VanEck Vectors Vietnam ETF
Vietnam is capturing foreign investment at a fast pace, as companies are looking for alternatives to China to manufacture their products. Investors looking for direct exposure to the country’s fortunes may opt for the VanEck Vectors Vietnam ETF instead of investing in broader funds. It invests in securities of publicly traded companies that are incorporated in Vietnam or that are incorporated outside Vietnam but have at least 50% of their revenues/related assets in Vietnam.

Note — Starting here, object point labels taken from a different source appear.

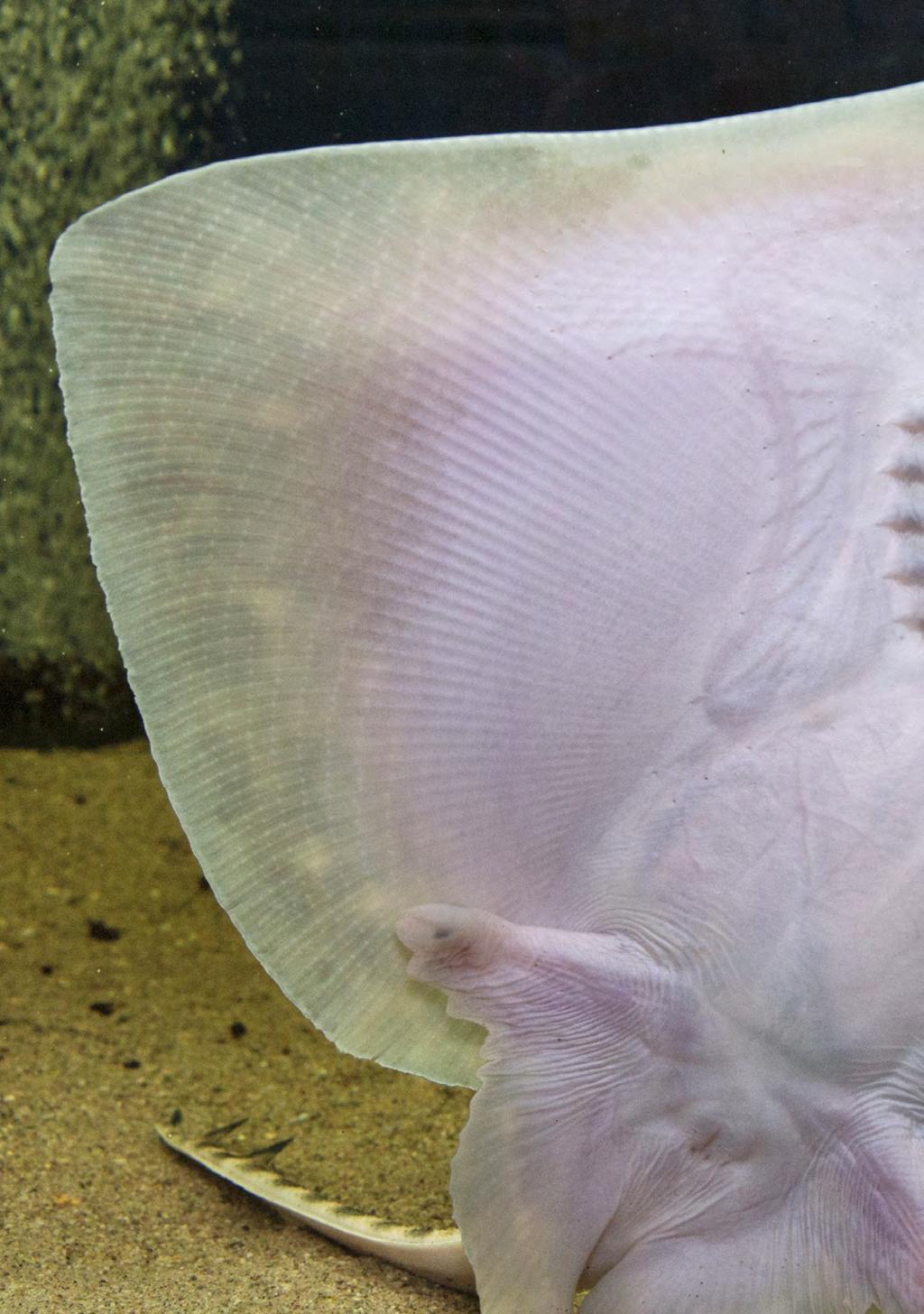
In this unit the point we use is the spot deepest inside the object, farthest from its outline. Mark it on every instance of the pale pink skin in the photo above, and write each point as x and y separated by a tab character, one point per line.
524	538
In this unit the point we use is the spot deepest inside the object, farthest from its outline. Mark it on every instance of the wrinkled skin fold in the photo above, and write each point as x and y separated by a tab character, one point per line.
520	541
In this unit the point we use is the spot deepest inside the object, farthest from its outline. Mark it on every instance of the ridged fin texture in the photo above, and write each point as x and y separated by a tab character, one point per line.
447	495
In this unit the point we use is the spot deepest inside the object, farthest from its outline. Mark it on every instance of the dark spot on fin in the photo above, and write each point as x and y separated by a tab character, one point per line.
906	524
221	1132
268	1152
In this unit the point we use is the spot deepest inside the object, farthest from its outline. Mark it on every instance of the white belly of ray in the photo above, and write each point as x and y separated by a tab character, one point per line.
517	551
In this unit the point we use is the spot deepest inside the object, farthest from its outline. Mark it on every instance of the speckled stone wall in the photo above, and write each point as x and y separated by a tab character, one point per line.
95	98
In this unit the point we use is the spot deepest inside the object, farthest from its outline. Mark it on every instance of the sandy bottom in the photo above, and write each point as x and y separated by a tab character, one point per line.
125	995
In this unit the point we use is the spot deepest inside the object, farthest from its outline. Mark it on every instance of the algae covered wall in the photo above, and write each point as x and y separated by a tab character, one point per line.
95	98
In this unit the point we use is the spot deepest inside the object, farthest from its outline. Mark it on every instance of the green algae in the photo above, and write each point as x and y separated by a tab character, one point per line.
95	98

Direxion MSCI Emerging Over Developed Markets ETF
For those looking for a long-short product, the Direxion MSCI Emerging Over Developed Markets ETF may be the solution. Instead of investing directly into emerging markets, the fund gives investors a relative exposure. It targets the EAFE IMI 150/50 Return Spread Index, which measures the performance of a portfolio that has a 150% long exposure to the MSCI Emerging Markets IMI Index and 50% short exposure to the MSCI EAFE IMI Index. In summary, this fund is long emerging markets and short developed markets. This has the advantage of being more market-neutral than other funds. However, its expense ratio is a bit high at 0.58% and trading volumes are low.
VanEck Vectors J.P. Morgan EM Local Currency Bond ETF
My last two options feature a different asset class − fixed income. All other ETFs reviewed target equities. Some investors may feel more comfortable with fixed income. With interest rates being so low throughout the developed world, investors are unable to get a decent yield unless extending the duration of their portfolios or jumping into high yield. A good alternative is to invest in investment-grade bonds − but from emerging markets.
As interest rates are declining in emerging economies, bond values should increase (as yields and prices are inversely related). The VanEck Vectors J.P. Morgan EM Local Currency Bond ETF mainly targets government bonds denominated in local currency, which means investors are also betting against the dollar. Brazil, Mexico, Indonesia, Thailand and South Africa are the largest exposures, but the fund is well balanced, as it invests in many other countries.
iShares J.P. Morgan USD Emerging Markets Bond ETF
For those looking for a US-dollar exposure to bonds of emerging economies, the iShares J.P. Morgan USD Emerging Markets Bond ETF is a good alternative. In this case, the ETF only invests in bonds that are issued in US dollars. From the perspective of an investor from a developed country, currency risk is much lower. Still, if the dollar rises by much, it may degrade the ability of issuers to service debt and contribute towards eroding the returns of the ETF.
While the uptrend in equities seems exhausted, investors need to look for value where it still exists. US markets look ‘frothy’ when compared to Europe and emerging economies, and valuations are stretched with the CAPE ratio now at levels only seen during the technology bubble. But, at a time when a trade deal between the US and China is regaining life and global volatility is declining, emerging markets offer good value to investors. The declining interest rates are helping economic growth and there’s still room for further cuts.